H. G. Muller wrote on Tue, Mar 12 11:29 AM UTC in reply to Kevin Pacey from 12:26 AM:

Systematic errors can never be estimated. There is no limit to how inaccurate a method of measurement can be. The only recourse is to be sure you design the method as good as you can. But what you mention is a statistical error, not a systematic one. Of course the weaker side can win, in any match with a finite number of games, by a fluke. Conventional statistics tells you how large the probability for that is. The probability to be off by 2 standard deviations or more (in either direction) is about 5%. To be off by 3 about 0.27%. It quickly tails off, but to make the standard deviation twice smaller you need 4 times as many games.

So it depends on how much weaker the weak side is. To demonstrate with only a one-in-a-million probablity for a fluke that a Queen is stronger than a Pawn wouldn't require very many games. The 20-0 result that you would almost certainly get would only have a one-in-a-million probability when the Queen was not better, but equal. OTOH, to show that a certain material imbalance provides a 1% better result with 95% 'confidence' (i.e. only 5% chance it is a fluke), you will need 6400 games (40%/sqrt(6400) = 40%/80 = 0.5%, so a 51% outcome is two standard deviations away from equality).

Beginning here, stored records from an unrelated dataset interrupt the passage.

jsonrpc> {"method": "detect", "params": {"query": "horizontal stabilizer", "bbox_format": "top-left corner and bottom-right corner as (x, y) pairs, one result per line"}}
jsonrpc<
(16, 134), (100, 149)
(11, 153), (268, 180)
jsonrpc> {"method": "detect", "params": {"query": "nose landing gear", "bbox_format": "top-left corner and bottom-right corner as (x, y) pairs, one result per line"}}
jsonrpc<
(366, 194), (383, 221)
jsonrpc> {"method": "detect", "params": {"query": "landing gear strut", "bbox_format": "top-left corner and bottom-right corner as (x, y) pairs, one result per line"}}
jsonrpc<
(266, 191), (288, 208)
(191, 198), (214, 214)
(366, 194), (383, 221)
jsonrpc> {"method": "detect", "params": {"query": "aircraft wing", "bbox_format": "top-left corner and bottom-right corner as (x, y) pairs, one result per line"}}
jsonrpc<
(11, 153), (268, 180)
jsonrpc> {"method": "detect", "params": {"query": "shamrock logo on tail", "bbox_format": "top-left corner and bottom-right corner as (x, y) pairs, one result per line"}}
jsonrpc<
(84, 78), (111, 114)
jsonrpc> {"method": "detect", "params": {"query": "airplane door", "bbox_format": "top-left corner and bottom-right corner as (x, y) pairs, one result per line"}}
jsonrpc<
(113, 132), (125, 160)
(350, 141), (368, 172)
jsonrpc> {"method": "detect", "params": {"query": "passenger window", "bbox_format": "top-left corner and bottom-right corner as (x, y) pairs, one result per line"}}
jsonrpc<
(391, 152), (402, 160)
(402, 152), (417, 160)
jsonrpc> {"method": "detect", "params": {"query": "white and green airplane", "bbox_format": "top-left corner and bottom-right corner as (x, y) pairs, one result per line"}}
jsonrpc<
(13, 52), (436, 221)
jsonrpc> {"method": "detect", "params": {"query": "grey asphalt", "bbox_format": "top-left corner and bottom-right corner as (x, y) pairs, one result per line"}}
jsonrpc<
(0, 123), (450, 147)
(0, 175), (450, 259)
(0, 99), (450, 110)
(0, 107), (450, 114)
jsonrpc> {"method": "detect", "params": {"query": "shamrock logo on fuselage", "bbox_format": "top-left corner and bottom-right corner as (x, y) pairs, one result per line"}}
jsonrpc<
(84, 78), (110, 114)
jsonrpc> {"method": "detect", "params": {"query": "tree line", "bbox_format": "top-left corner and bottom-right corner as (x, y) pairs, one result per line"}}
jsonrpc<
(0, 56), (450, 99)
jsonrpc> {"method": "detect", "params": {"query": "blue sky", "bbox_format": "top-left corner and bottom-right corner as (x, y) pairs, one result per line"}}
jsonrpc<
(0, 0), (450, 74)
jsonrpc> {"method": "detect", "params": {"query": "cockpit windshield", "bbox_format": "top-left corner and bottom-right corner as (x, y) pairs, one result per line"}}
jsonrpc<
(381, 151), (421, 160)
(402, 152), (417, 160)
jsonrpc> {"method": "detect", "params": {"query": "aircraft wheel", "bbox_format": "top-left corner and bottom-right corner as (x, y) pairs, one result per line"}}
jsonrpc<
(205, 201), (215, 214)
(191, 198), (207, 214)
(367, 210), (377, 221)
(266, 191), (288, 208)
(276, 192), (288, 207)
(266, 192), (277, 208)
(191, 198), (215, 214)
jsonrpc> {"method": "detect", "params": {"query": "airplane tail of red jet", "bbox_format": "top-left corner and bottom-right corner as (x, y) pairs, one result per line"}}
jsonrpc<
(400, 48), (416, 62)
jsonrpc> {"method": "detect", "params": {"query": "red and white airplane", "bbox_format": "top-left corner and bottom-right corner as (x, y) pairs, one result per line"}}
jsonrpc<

My aim is usually to determine piece values with a standard deviation of about 0.1 Pawn. Since Pawn odds typically causes a 65-70% result, 0.1 Pawn would result in 1.5-2% excess score, and 400-700 games would achieve that (40%/sqrt(400) = 2%). I consider it questionable whether it makes sense to strive for more accurate values, because piece values in themselves are already averages over various material combinations, and the actual material that is present might affect them by more than 0.1 Pawn.

I am not sure what you want to say in your first paragraph. You still argue like there would be an 'absolute truth' in piece values. But there isn't. The only thing that is absolute is the distance to checkmate. Piece values are only a heuristic used by fallible players who cannot calculate far enough ahead to see the checkmate. (Together with other heuristics for judging positional aspects.) If the checkmate is beyond your horizon you go for the material you think is strongest (i.e. gives the best prospects for winning), and hope for the best. If material gain is beyond the horizon you go for the position with the current material that you consider best. Above a certain level of play piece values become meaningless, and positions will be judged by other criteria than what material is present. And below that level they cannot be 'absolute truth', because it is not the ultimate level.

I never claimed that statistics of computer-generated games provide uncontestable proof of piece values. But they provide evidence. If a program that human players rated around 2000 Elo have difficulty beating in orthodox Chess hardly does better with a Chancellor as Queen replacement than as with an Archbishop (say 54%), it seems very unlikely that the Archbishop would be two Pawns less valuable. As that same engine would have very little trouble to convert other uncontested 2-Pawn advantages (such as R vs N, or 2N+P vs R) to a 90% score. It would require pretty strong evidence to the contrary to dismiss that as irrelevant, plus an explanation for why the program systematically blundered that advantage away. But there doesn't seem to be any such evidence at all. That a high-rated player thinks it is different is not evidence, especially if the rating is only based on games where neither A nor C participate. That the average number of moves on an empty board of A is smaller than that of C is not evidence, as it was never proven that piece values only depend on average mobility. (And counter examples on which everyone would agree can easily be given.) That A is a compound of pieces that are known to be weaker than the pieces C is a compound of is no evidence, as it was never proven that the value of a piece is equal to the sum of its compounds. (The Queen is an accepted counter-example.)

As to the draw margin: I usually took that as 1.5 Pawn, but that is very close to 4/3, and my only reason to pick it was that it is somewhere between 1 and 2 Pawns. And advantage of 1 Pawn is often not enough, 2 usually is. But 'decisive' is a relative notion. At lower levels games with a two-Pawn advantage can still be lost. GMs would probably not stand much chance against Stockfish if they were allowed to start with a two-Pawn advantage. At high levels a Pawn advantage was reported by Kaufmann to be equivalent to a 200-Elo rating advantage.